Trademark Appeal Case
造語と品質表示の識別力
本データベースは、特許庁の審決例をAIで解析・要約したものです。拒絶理由通知に対する意見書作成や、審判請求書等の作成時の参考としてお役立てください。
基本情報
| 審判番号 | 異議2001−90256(T2001−90256/J7) |
|---|---|
| 審判種別 | 異議 |
| 結論 | 敗訴(請求棄却) |
理由テキスト
1 本件商標
本件登録第4444784号商標(以下、「本件商標」という。)は、平成12年1月12日に登録出願され、「PARMESANFIORE」の欧文字と「パルメザンフィオーレ」の片仮名文字とを二段に横書きしてなり、第29類に属する商標登録原簿に記載のとおりの商品を指定商品として、平成13年1月12日に設定登録されたものである。
2 登録異議の申立ての理由
本件商標は、これを「チーズ」に使用するときは、商品の品質を表示するにすぎないものであり、かつ、上記以外の商品に使用するときは、商品の品質について誤認を生ずるおそれがある。

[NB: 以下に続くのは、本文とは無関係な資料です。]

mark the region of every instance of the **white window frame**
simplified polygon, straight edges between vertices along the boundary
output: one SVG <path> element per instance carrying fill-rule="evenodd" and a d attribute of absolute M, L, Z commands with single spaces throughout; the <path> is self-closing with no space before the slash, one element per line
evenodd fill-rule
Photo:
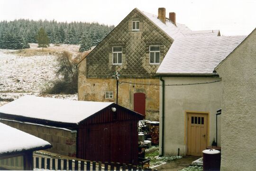
<path fill-rule="evenodd" d="M 121 47 L 122 48 L 122 51 L 120 52 L 114 52 L 114 47 Z M 114 54 L 117 54 L 117 63 L 114 63 Z M 118 63 L 118 54 L 121 54 L 121 63 Z M 123 47 L 122 46 L 113 46 L 112 47 L 112 63 L 113 63 L 113 65 L 121 65 L 123 63 Z"/>
<path fill-rule="evenodd" d="M 150 51 L 150 47 L 152 46 L 158 46 L 159 47 L 159 51 Z M 159 65 L 160 64 L 160 45 L 151 45 L 149 46 L 149 64 L 152 65 Z M 150 62 L 150 53 L 151 52 L 154 52 L 155 54 L 154 58 L 154 63 L 151 63 Z M 155 53 L 156 52 L 159 52 L 159 62 L 158 63 L 155 63 Z"/>
<path fill-rule="evenodd" d="M 138 22 L 138 27 L 139 28 L 137 28 L 137 22 Z M 135 28 L 133 28 L 133 23 L 135 23 Z M 139 31 L 139 21 L 136 20 L 136 21 L 132 21 L 132 31 Z"/>
<path fill-rule="evenodd" d="M 112 93 L 112 95 L 110 94 L 107 94 L 107 93 Z M 107 97 L 107 96 L 108 96 L 108 97 Z M 110 96 L 112 96 L 112 97 L 110 97 Z M 114 93 L 113 93 L 113 91 L 105 91 L 105 99 L 113 99 L 114 98 Z"/>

したがって、本件商標は、商標法第3条第1項第3号及び同法第4条第1項第16号に該当し、その登録は取り消されるべきである。
3 当審の判断
本件商標は、上記とおり「PARMESANFIORE」「パルメザンフィオーレ」の各文字を書してなるところ、構成中前半部の「PARMESAN」「パルメザン」の語が「イタリア産の硬質チーズ」を意味し、また、後半部の「FIORE」「フィオーレ」の語が「フィオーレ・サルド(Fiore Sardo)」の如く他の語と結合し、イタリア産のチーズ名を表す場合があるとしても、本件商標は、「PARMESANFIORE」「パルメザンフィオーレ」の各文字を、同書、同大、等間隔で一連に書してなり、「パルメザンフィオーレ」と淀みなく一連に称呼し得るものである。
そうとすれば、本件商標は、登録異議申立人の言うようにイタリア産のチーズを看取させる場合があるとしても、直ちに商品の品質を表したものとは言えず、一種の造語を表したものとみるのが相当である。
してみれば、本件商標は、商品の品質を表示したものではなく、また指定商品中のいかなる商品に使用しても商品の品質について誤認を生ずるおそれはないものと認められる。
したがって、本件商標は、商標法第3条第1項第3号及び同法第4条第1項第16号に違反して登録されたものではない。
よって、商標法第43条の3第4項の規定に基づき、結論のとおり決定する。